Walking along the Way of the Cross is an unforgettable experience. There are fourteen Stations of the Cross which mark different milestones along the path that Jesus was led in agony following his trial: his sentencing, humiliation, falling three times, meeting his mother, being attached to the cross, the crucifixion, death and burial.
It is about a half a mile long. Most of the way is paved with rough cobblestones, and there are many stairs.
The Church of the Holy Sepulcher is the most important of all the Christian sites in Jerusalem.
The final five stations of Via Dolorosa are within the Church, which include the site of Golgotha (the Calvary) where Jesus was crucified outside the city walls at the time, as well as the Aedicule, where he was buried.
There are many altars within the church marking the Stations of the Cross.
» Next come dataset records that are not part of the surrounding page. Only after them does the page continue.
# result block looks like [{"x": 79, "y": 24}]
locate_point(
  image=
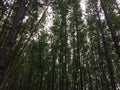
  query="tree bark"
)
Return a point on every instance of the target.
[{"x": 5, "y": 52}]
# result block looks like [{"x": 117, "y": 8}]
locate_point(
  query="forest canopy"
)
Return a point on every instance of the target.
[{"x": 59, "y": 45}]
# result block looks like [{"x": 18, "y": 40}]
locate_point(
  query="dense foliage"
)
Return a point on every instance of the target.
[{"x": 58, "y": 45}]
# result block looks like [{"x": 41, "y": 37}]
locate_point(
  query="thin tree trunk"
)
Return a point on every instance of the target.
[
  {"x": 116, "y": 45},
  {"x": 109, "y": 62},
  {"x": 4, "y": 54}
]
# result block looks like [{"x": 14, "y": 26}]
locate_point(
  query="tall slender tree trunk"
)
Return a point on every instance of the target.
[
  {"x": 4, "y": 54},
  {"x": 107, "y": 56},
  {"x": 116, "y": 43}
]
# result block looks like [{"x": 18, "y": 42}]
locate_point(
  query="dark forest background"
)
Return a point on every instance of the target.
[{"x": 58, "y": 45}]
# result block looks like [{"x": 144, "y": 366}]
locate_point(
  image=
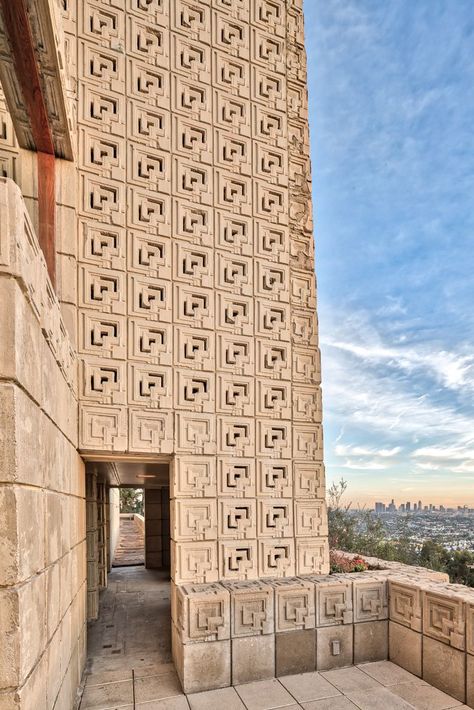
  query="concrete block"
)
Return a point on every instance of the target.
[
  {"x": 405, "y": 602},
  {"x": 295, "y": 652},
  {"x": 20, "y": 429},
  {"x": 371, "y": 641},
  {"x": 370, "y": 599},
  {"x": 470, "y": 681},
  {"x": 21, "y": 533},
  {"x": 10, "y": 646},
  {"x": 294, "y": 604},
  {"x": 333, "y": 602},
  {"x": 53, "y": 603},
  {"x": 405, "y": 648},
  {"x": 202, "y": 666},
  {"x": 31, "y": 622},
  {"x": 56, "y": 526},
  {"x": 334, "y": 647},
  {"x": 253, "y": 658},
  {"x": 444, "y": 667},
  {"x": 21, "y": 350},
  {"x": 252, "y": 608},
  {"x": 8, "y": 537},
  {"x": 444, "y": 618},
  {"x": 203, "y": 612}
]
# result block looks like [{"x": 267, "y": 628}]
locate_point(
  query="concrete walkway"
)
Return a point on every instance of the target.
[
  {"x": 131, "y": 545},
  {"x": 130, "y": 668}
]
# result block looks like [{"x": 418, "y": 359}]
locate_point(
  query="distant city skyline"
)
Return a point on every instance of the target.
[{"x": 392, "y": 160}]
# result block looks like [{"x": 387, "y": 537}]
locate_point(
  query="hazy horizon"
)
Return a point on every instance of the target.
[{"x": 391, "y": 89}]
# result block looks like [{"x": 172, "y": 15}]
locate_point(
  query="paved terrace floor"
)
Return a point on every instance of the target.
[{"x": 130, "y": 668}]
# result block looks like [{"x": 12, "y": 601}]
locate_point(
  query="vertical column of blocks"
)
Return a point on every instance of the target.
[
  {"x": 102, "y": 534},
  {"x": 310, "y": 517},
  {"x": 92, "y": 547},
  {"x": 102, "y": 200}
]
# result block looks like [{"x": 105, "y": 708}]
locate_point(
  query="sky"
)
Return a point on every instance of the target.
[{"x": 391, "y": 92}]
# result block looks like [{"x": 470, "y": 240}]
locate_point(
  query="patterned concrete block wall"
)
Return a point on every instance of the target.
[
  {"x": 197, "y": 308},
  {"x": 42, "y": 506}
]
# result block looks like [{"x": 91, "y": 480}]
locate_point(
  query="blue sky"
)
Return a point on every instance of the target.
[{"x": 391, "y": 90}]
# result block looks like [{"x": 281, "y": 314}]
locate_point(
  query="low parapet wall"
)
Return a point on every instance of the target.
[{"x": 235, "y": 632}]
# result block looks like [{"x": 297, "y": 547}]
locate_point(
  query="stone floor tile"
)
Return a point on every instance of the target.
[
  {"x": 338, "y": 703},
  {"x": 108, "y": 676},
  {"x": 107, "y": 695},
  {"x": 350, "y": 680},
  {"x": 424, "y": 697},
  {"x": 388, "y": 673},
  {"x": 157, "y": 687},
  {"x": 154, "y": 669},
  {"x": 216, "y": 700},
  {"x": 377, "y": 698},
  {"x": 308, "y": 686},
  {"x": 177, "y": 703},
  {"x": 265, "y": 695}
]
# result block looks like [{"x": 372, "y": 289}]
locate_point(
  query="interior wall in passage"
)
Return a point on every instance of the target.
[{"x": 157, "y": 528}]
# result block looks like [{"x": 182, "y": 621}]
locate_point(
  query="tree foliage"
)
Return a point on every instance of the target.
[
  {"x": 362, "y": 532},
  {"x": 131, "y": 500}
]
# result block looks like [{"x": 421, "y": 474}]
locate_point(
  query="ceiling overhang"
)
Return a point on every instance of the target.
[
  {"x": 33, "y": 76},
  {"x": 129, "y": 472}
]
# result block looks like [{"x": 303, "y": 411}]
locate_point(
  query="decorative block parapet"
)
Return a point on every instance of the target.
[
  {"x": 345, "y": 616},
  {"x": 21, "y": 257}
]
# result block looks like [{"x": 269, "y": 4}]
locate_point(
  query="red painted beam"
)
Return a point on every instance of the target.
[
  {"x": 47, "y": 211},
  {"x": 20, "y": 39}
]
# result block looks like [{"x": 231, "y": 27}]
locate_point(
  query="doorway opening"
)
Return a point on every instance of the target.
[{"x": 129, "y": 608}]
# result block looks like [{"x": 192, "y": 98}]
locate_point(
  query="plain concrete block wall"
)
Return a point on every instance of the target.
[{"x": 42, "y": 506}]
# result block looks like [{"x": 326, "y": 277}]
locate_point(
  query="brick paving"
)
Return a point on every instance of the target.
[
  {"x": 131, "y": 545},
  {"x": 130, "y": 667}
]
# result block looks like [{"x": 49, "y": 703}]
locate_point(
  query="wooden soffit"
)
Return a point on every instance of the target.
[{"x": 33, "y": 76}]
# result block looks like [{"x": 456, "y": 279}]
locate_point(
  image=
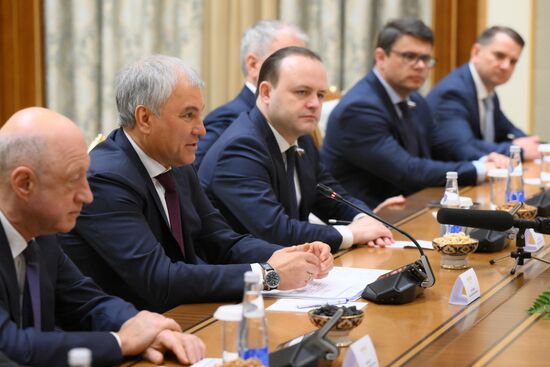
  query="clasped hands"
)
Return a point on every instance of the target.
[
  {"x": 152, "y": 335},
  {"x": 298, "y": 265}
]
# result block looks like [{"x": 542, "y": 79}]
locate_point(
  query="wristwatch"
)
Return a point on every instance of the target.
[{"x": 271, "y": 278}]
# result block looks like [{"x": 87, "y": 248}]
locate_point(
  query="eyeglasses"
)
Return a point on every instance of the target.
[{"x": 412, "y": 58}]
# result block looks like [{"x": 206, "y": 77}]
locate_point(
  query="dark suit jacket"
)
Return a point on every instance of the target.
[
  {"x": 219, "y": 119},
  {"x": 245, "y": 177},
  {"x": 364, "y": 149},
  {"x": 68, "y": 301},
  {"x": 124, "y": 242},
  {"x": 453, "y": 102}
]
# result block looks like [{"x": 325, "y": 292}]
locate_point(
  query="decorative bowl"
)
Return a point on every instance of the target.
[
  {"x": 339, "y": 333},
  {"x": 454, "y": 249},
  {"x": 525, "y": 212}
]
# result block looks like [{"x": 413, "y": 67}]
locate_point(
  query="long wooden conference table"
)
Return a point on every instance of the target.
[{"x": 494, "y": 330}]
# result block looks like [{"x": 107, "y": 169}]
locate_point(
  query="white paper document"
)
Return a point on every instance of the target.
[
  {"x": 208, "y": 362},
  {"x": 304, "y": 305},
  {"x": 341, "y": 283},
  {"x": 423, "y": 243}
]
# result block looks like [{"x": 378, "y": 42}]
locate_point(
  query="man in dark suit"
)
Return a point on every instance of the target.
[
  {"x": 466, "y": 106},
  {"x": 381, "y": 140},
  {"x": 258, "y": 42},
  {"x": 47, "y": 307},
  {"x": 246, "y": 173},
  {"x": 151, "y": 236}
]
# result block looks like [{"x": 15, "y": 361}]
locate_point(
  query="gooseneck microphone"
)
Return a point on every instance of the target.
[
  {"x": 496, "y": 220},
  {"x": 401, "y": 285}
]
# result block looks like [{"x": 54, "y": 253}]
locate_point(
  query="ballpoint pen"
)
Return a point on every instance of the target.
[
  {"x": 328, "y": 303},
  {"x": 338, "y": 222}
]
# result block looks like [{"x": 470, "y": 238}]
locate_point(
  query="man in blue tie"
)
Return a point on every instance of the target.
[
  {"x": 263, "y": 171},
  {"x": 151, "y": 236},
  {"x": 466, "y": 106},
  {"x": 381, "y": 140},
  {"x": 47, "y": 306}
]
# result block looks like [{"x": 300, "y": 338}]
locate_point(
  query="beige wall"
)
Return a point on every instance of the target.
[
  {"x": 516, "y": 95},
  {"x": 542, "y": 70}
]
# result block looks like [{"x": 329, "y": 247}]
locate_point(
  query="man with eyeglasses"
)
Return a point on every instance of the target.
[
  {"x": 381, "y": 140},
  {"x": 467, "y": 107}
]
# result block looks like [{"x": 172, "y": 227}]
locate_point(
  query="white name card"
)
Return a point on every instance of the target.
[
  {"x": 466, "y": 289},
  {"x": 361, "y": 354},
  {"x": 533, "y": 241}
]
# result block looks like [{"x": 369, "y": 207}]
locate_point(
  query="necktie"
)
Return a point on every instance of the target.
[
  {"x": 489, "y": 124},
  {"x": 33, "y": 282},
  {"x": 408, "y": 131},
  {"x": 290, "y": 168},
  {"x": 171, "y": 196}
]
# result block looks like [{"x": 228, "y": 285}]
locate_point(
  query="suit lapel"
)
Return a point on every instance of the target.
[
  {"x": 305, "y": 166},
  {"x": 9, "y": 278},
  {"x": 397, "y": 128},
  {"x": 125, "y": 145},
  {"x": 248, "y": 97}
]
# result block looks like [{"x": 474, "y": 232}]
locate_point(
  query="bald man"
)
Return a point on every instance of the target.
[{"x": 43, "y": 163}]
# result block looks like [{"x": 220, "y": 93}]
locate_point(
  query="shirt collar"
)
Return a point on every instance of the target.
[
  {"x": 15, "y": 240},
  {"x": 394, "y": 97},
  {"x": 251, "y": 86},
  {"x": 281, "y": 142},
  {"x": 153, "y": 167},
  {"x": 481, "y": 91}
]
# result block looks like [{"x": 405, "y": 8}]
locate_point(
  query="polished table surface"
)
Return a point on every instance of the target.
[{"x": 493, "y": 330}]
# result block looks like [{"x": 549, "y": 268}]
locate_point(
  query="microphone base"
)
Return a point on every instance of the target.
[
  {"x": 396, "y": 287},
  {"x": 490, "y": 241}
]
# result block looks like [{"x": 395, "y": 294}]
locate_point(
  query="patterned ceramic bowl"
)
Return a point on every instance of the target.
[
  {"x": 339, "y": 334},
  {"x": 525, "y": 212},
  {"x": 453, "y": 254}
]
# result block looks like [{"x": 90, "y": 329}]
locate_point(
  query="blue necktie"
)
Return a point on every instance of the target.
[
  {"x": 290, "y": 167},
  {"x": 489, "y": 123},
  {"x": 407, "y": 129},
  {"x": 33, "y": 282}
]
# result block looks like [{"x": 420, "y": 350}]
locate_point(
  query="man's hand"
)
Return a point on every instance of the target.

You can wait in line at the altars or just view them from a distance.
Many people wait in line to visit the actual spot where the cross was erected and Jesus died at the Rock of Cavalry, or you can see the rock from a short distance near the Crucifixion Altar.
Jerusalem is home to many fascinating Christian monasteries of differing demoninations. If you have the time, do visit a few of them.
No visit to Jerusalem is complete without visiting at least one ancient monastery. We recommend the oldest standing Monastery of the Cross, located in the Rehavia neighborhood near the Israeli Knesset and the Israel Museum.
Read more about its fascinating history and beautiful artwork here.
Formally part of Jerusalem, Ein Karem is a village in the forested hills outside the city.
It's a charming place that marks two important Christian milestones - where John the Baptist was born and the place where Mary visited her cousin Elizabeth when both were pregnant.